Страж - Елизавета Владимировна Соболянская
Шрифт:
Интервал:
Закладка:
– Алексей, так нельзя! – вопила Зинаида Павловна, как только гости разошлись. К ее счастью, Аристарх Петрович задерживался в министерстве и не видел, что она самовольно устроила вечеринку, едва пасынок вернулся домой из госпиталя.
Яхонтов-младший бросил на мачеху нечитаемый взгляд, свернул самокрутку и подошел к окну, чтобы покурить.
– И этот ужасный табак! Где ты набрался таких манер?
– В окопах, маман, в окопах, – фыркнул молодой прапорщик. Потом затушил сигарету в блюдце и спросил: – Катеньку забираете так же, по субботам?
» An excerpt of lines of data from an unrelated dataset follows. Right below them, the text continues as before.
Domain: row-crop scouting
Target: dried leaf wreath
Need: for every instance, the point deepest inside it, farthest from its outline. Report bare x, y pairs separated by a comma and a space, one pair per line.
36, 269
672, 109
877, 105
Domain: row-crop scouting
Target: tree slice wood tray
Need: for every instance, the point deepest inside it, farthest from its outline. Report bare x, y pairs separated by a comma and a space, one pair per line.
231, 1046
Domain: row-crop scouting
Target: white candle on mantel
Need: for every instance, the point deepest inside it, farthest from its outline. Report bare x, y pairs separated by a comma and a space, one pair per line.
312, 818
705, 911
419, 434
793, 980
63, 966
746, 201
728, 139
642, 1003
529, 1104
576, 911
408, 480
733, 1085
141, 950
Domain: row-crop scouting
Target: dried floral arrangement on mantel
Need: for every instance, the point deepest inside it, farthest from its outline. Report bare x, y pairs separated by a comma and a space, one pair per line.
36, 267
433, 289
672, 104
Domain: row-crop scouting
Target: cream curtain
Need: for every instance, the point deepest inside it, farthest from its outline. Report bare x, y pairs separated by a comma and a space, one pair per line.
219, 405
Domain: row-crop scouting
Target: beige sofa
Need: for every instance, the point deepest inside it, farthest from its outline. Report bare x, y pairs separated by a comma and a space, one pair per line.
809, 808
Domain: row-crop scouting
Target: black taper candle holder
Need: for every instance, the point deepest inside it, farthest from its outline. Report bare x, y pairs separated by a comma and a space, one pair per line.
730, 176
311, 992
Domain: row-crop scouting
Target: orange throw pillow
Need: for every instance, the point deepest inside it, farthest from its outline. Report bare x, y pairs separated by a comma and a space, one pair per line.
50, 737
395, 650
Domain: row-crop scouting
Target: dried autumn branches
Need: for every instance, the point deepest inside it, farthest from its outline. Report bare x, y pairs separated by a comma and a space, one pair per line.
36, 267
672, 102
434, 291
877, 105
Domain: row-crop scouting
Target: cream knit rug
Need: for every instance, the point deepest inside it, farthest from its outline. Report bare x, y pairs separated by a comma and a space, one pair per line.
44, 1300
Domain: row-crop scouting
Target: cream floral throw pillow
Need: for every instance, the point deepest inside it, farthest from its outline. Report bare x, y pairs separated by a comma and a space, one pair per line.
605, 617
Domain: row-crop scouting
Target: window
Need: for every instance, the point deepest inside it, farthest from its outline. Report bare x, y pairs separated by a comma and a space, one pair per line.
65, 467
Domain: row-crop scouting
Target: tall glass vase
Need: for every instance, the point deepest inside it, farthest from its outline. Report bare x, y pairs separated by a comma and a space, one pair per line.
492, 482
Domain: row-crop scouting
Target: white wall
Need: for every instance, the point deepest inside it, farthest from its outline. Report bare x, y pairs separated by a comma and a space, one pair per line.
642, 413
– Что? – не поняла резкого изменения тона Зизи. – Катеньку? Ах, эту девочку привозит Трофим. Я ее почти не вижу. Детьми занимается мадемуазель Сирин.
– Понятно. Доброй ночи!
Алексей вышел из гостиной, поднялся в свою комнату. Теперь она казалась ему одновременно и слишком просторной, и слишком тесной. Какие-то глупые детские картинки на стенах, вычурная трубка – до окопов он не курил, череп на подоконнике… Легкая и наивная жизнь богатенького мальчика из хорошей семьи. Как же мало он знал эту жизнь! Там, в окопах, он научился ценить последнюю затяжку самокрутки, глоток коньяка во фляге, минутку передышки во время обстрела и боль в груди, когда понимаешь – ты жив. Ранен, но жив! А тот, с кем ты делил последний глоток минуту назад, лежит на твоих ногах тяжелой неподвижной грудой.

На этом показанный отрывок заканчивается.